The administration’s inconsistency, however, has been particularly evident on the drone program. Officials routinely give reporters limited information on strikes, usually on the condition of anonymity. Mr. Obama spoke explicitly about the strikes in Pakistan in an online appearance in January, arguing that they were precisely aimed at Al Qaeda.
Yet the drone attacks in Pakistan are part of a C.I.A. covert action program designed to be “deniable” by American leaders; by law they are in the most carefully protected category of secrets that the government keeps. In court, the administration has taken the position that it can neither confirm nor deny the existence of such operations.
“There’s something wrong with aggressive leaking and winking and nodding about the drone program, but saying in response to Freedom of Information requests that they can’t comment because the program is covert,” Mr. [Jack] Goldsmith [a Harvard law professor and Bush administration Justice Department official who writes about national security and the press] said.
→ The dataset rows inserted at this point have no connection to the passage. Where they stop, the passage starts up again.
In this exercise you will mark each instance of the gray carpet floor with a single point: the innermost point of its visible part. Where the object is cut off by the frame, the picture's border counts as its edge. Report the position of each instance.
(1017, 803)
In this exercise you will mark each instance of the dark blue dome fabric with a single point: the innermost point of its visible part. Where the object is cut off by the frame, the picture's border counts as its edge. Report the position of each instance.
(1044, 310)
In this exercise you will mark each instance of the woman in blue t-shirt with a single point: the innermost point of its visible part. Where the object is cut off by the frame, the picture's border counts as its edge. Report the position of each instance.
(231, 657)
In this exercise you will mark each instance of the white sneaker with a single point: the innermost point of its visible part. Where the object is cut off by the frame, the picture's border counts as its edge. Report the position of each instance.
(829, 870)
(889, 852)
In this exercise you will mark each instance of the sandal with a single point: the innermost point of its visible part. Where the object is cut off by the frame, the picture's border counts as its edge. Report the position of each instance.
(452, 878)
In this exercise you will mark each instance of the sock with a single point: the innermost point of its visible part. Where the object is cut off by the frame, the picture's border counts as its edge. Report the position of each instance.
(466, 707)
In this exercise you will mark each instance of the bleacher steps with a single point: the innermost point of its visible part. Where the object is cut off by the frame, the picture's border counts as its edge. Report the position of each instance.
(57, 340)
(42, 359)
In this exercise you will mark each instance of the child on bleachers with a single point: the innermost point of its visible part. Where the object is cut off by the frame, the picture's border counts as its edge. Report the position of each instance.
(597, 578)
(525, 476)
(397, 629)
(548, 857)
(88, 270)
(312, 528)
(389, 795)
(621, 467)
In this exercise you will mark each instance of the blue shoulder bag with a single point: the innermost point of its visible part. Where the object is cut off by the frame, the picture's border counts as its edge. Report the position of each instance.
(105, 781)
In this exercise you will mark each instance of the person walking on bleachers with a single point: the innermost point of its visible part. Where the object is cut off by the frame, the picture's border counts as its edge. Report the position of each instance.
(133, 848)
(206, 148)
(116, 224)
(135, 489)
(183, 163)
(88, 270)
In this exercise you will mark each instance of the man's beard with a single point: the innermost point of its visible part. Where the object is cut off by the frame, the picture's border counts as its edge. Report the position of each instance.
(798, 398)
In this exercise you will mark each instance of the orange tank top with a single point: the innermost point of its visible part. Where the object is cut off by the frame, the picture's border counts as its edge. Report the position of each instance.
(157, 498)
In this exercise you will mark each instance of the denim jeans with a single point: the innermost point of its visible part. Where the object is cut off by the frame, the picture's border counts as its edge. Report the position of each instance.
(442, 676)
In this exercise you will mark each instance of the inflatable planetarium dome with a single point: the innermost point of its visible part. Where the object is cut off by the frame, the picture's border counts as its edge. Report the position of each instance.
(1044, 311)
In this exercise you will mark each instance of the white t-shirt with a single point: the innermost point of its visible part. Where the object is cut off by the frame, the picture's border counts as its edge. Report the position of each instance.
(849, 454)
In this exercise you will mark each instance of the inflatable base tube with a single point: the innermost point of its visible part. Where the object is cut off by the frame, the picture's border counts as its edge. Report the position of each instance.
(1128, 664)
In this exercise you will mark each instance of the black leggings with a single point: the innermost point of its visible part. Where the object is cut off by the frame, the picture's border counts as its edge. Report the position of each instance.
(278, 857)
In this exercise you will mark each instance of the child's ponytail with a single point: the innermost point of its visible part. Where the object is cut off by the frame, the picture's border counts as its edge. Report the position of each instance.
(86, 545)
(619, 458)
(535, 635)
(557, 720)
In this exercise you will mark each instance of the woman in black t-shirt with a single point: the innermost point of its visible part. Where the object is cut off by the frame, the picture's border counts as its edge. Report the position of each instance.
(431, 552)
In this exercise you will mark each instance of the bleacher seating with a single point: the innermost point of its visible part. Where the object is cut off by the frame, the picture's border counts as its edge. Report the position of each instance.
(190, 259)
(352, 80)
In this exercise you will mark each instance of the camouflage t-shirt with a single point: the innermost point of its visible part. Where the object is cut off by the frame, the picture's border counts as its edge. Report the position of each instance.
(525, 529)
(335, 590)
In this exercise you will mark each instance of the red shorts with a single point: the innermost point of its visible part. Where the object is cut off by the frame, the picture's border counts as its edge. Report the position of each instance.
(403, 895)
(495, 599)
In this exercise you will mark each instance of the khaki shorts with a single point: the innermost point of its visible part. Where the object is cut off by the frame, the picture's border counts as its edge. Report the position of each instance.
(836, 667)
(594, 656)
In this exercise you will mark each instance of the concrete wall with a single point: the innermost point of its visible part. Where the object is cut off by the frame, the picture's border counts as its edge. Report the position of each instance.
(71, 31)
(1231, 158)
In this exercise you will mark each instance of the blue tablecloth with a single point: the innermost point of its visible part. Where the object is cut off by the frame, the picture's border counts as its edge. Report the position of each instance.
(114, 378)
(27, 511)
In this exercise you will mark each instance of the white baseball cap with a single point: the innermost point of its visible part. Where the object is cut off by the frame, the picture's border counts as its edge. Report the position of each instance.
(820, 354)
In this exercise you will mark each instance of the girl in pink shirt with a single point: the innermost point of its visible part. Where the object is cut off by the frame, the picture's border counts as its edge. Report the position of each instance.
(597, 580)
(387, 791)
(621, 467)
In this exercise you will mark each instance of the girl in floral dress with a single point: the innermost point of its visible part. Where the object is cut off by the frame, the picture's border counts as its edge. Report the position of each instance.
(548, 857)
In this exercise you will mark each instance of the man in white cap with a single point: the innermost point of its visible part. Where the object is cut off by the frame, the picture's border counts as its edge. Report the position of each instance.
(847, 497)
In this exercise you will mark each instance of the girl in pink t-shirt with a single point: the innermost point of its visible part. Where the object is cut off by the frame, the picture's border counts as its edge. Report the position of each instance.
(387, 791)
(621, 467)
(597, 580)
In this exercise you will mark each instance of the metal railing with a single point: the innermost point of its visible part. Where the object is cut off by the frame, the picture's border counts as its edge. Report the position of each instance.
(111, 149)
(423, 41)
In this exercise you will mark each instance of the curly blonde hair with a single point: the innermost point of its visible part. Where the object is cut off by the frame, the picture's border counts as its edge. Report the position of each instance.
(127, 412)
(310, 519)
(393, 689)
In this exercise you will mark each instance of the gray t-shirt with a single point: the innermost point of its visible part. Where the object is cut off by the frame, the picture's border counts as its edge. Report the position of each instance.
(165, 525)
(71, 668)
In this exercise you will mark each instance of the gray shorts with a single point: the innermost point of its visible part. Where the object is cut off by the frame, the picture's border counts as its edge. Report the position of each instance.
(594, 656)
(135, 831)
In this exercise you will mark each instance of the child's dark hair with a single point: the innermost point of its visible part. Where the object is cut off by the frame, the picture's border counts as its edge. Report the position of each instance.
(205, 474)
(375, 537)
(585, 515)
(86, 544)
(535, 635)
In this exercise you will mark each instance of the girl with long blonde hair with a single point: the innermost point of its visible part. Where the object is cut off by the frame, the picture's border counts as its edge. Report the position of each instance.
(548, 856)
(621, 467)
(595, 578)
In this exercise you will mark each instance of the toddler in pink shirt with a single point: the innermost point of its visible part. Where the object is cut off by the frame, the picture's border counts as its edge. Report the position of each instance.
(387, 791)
Using these "authorized leaks" from "anonymous administration officials" to release pro-government information, while denying the existence of programs in court (and actively fighting court oversight of Executive action) does a disservice to the classification system, which is supposed to be used to protect intelligence sources and methods, the American public, which is entitled to know its government's actions, and our democracy, which depends upon an informed electorate.
While making sure that any pro-administration talking points make it onto the front page, the Obama administration has aggressively prosecuted whistleblowers like Thomas Drake and John Kiriakou, who exposed government illegalities like warrantless domestic surveillance and torture.
Stifling dissent while promoting propaganda is not transparency. Transparency is not limited to pro-government information. Real transparency means letting the public see their government's triumphs as well as its mistakes, so the public can make an informed decision based upon complete and accurate information.
Jesselyn Radack is National Security & Human Rights Director for the Government Accountability Project, the nation's leading whistleblower protection and advocacy organization.